En 2018 donc, le gouvernement d’Angela Merkel devra s’atteler aux défis de l’intégration des réfugiés ou encore au sentiment d’injustice sociale qui grandit : en 2014, 20,6% de la population allemande était exposée au risque de pauvreté (Eurostat). C'est plus qu'en France (18,5%) et le principal accusé est connu sous le nom de « Hartz-IV », cette réforme sociale-démocrate initiée sous Gerhard Schröder et dont a hérité A. Merkel en 2005, qui a notamment eu pour effet de durcir les conditions d’indemnisation des chômeurs. « Avec Hartz-IV, on a cherché à donner de l'emploi à ceux qui n'en avaient pas, quitte à ce que cela soit dans des conditions précaires, mais c'est aussi ce qui explique pourquoi l'Allemagne de l'Ouest conserve un taux de chômage inférieur à ses voisins européens », rappelle le professeur français Jérôme Vaillant (RTS Info).
5. Quel avenir pour l’Allemagne dans l’Union Européenne ?
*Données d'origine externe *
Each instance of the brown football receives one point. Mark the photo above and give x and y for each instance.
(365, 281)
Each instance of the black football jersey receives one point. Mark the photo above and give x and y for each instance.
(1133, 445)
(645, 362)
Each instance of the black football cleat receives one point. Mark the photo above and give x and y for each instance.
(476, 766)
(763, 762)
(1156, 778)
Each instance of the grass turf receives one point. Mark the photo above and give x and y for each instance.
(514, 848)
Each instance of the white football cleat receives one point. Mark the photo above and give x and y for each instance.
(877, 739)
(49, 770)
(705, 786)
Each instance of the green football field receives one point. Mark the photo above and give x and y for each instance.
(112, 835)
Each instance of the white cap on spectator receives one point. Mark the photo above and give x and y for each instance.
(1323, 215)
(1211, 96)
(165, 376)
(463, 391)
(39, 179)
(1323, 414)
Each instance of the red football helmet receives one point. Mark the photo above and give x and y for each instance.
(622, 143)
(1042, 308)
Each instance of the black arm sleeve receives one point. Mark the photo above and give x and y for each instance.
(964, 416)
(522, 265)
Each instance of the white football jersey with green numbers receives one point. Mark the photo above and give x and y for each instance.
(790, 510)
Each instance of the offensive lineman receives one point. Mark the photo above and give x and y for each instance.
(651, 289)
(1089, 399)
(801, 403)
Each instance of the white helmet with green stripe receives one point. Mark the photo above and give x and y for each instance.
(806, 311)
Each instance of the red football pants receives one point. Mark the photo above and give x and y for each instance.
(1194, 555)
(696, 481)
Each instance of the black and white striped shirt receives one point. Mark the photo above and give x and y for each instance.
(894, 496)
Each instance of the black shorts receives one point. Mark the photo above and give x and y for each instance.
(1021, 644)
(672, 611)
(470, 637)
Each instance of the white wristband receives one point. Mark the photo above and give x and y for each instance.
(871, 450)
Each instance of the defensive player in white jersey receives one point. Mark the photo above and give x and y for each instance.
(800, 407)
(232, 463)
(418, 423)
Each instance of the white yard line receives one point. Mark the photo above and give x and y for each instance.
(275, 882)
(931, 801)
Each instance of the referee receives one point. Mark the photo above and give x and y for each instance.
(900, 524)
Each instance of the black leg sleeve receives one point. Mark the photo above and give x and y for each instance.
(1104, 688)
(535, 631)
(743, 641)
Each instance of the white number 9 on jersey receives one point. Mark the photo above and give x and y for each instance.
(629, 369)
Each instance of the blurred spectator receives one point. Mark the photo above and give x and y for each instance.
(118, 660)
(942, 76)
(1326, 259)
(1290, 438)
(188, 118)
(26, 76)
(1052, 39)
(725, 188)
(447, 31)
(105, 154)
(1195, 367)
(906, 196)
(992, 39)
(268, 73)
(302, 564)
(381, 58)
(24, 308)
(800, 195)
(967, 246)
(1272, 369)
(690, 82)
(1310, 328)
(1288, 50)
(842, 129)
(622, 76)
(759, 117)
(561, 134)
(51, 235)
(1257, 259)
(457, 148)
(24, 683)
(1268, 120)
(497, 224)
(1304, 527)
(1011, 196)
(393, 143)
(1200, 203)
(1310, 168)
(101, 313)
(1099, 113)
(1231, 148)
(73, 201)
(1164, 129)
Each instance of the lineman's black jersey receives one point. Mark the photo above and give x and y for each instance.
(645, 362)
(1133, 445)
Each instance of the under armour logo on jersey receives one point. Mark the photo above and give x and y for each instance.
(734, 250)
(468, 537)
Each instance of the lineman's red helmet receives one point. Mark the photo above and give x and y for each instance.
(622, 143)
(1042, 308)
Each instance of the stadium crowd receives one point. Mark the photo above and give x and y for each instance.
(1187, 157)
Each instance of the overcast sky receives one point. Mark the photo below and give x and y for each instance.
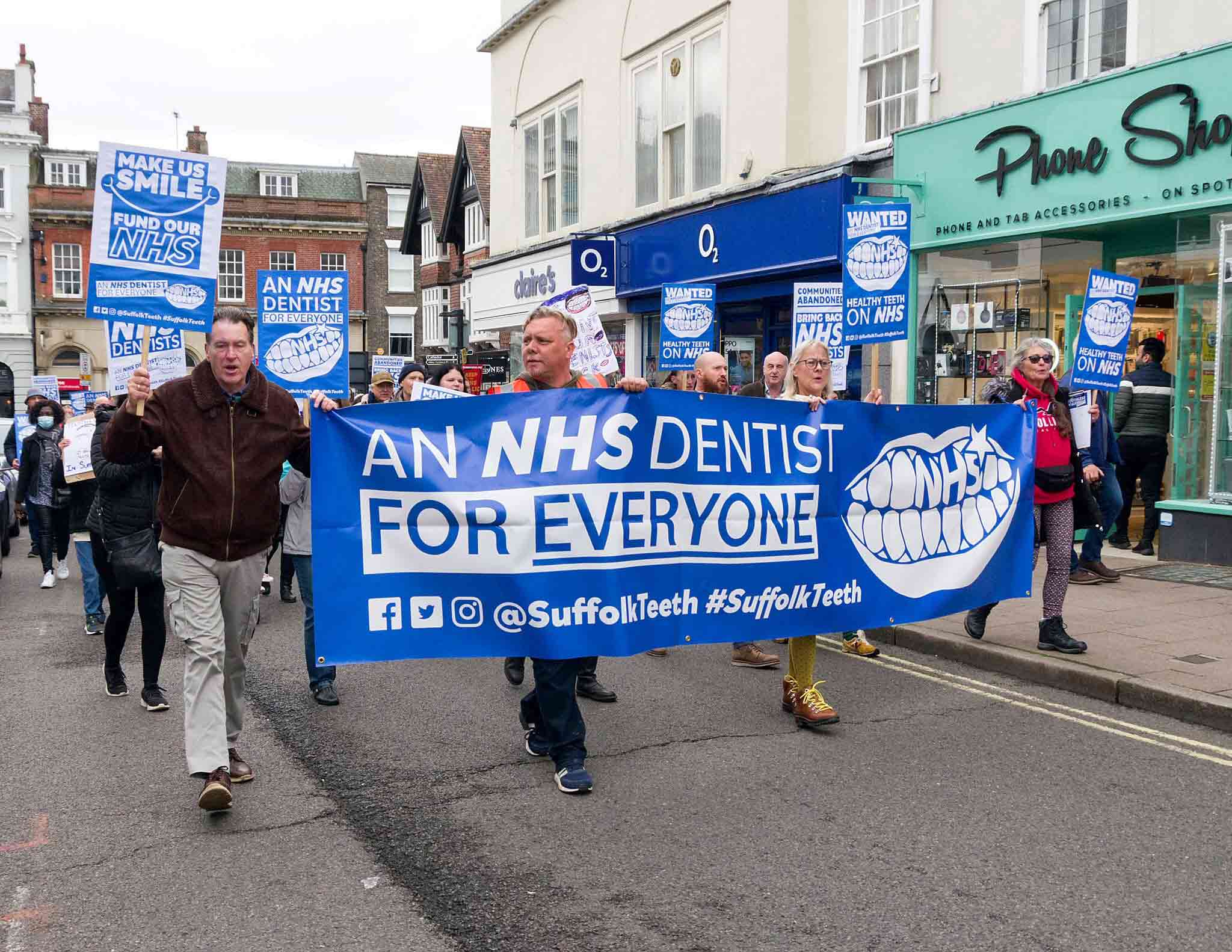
(307, 83)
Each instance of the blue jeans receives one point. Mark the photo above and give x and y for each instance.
(317, 677)
(552, 707)
(1108, 498)
(91, 593)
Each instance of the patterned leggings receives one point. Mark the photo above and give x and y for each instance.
(1055, 529)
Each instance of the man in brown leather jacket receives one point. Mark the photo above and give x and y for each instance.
(224, 431)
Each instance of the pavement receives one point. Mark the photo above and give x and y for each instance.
(1156, 646)
(949, 809)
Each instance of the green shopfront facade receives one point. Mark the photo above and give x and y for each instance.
(1129, 173)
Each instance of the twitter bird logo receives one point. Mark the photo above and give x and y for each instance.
(427, 611)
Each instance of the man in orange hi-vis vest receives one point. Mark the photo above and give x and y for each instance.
(550, 713)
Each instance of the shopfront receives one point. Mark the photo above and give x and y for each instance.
(753, 249)
(1129, 173)
(505, 290)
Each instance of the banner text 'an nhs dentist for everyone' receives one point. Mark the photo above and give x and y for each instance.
(576, 523)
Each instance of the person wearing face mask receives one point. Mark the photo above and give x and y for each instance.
(42, 478)
(451, 378)
(808, 381)
(1062, 498)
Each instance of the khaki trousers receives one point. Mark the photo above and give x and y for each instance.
(212, 607)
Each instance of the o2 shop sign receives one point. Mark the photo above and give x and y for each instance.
(1169, 147)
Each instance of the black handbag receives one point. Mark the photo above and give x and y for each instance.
(135, 558)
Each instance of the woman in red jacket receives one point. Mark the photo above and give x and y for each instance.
(1059, 484)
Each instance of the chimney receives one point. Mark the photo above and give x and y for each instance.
(23, 79)
(197, 141)
(38, 117)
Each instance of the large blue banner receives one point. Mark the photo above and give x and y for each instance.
(155, 242)
(1107, 316)
(573, 523)
(302, 325)
(876, 277)
(688, 325)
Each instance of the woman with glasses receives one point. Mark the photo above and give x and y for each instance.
(808, 379)
(1059, 484)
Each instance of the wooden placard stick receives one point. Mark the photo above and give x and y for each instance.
(146, 363)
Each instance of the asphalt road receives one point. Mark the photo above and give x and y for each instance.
(943, 813)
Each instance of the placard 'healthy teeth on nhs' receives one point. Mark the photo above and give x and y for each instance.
(929, 512)
(1108, 322)
(876, 264)
(311, 352)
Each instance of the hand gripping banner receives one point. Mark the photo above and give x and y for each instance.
(566, 524)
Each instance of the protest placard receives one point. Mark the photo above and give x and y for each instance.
(165, 361)
(817, 315)
(155, 243)
(47, 384)
(876, 277)
(302, 324)
(420, 391)
(688, 325)
(1104, 333)
(79, 432)
(592, 352)
(582, 521)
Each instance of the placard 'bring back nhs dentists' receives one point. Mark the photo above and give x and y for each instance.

Ces élections sont une mauvaise nouvelle pour l’Europe, plus particulièrement pour la France d’Emmanuel Macron. En effet, il s’agit désormais pour nos voisins de négocier l’avenir et de trouver une coalition, ce qui pourrait mettre l’Allemagne du côté des abonnés absents sur les questions européennes le temps que ces tractations se fassent, comme ce fut le cas en 2013. De plus, le retour des libéraux au pouvoir pourrait gêner le président français dans son projet de réforme de la zone euro : un budget commun serait « une ligne rouge » selon les libéraux, qui ne veulent pas se retrouver à payer les dérapages financiers de autres pays (AFP). Enfin, au regard du score de l’AfD, l’Allemagne envoie un message relativement clair : il n’est plus question de se montrer davantage solidaire des autres Européens. Certes, les Allemands ont donné une nouvelle fois les clés du pays à Angela Merkel, mais une plus grande proportion de la population est désormais largement réticente à céder du terrain sur l’accueil des réfugiés ou bien les questions européennes. Au-delà des défis européens, d’autres questions internationales seront à l’ordre du jour : que faire de la relation avec la Russie par exemple ? Angela Merkel est toujours restée ferme face à la Russie sur la question de l’Ukraine, mais après ces élections, la chambre des députés est devenue à majorité pro-russe (historiquement, seuls le CDU et les écologistes refusent de lever les sanctions).
« La tâche ne sera pas simple dans un pays où l'on aime rien moins que le changement, où les certitudes et la confiance dans les règles, même lorsqu'elles sont dépassées, demeurent un credo national », estime Jean-Dominique Giuliani, président de la Fondation Schuman (Le Point).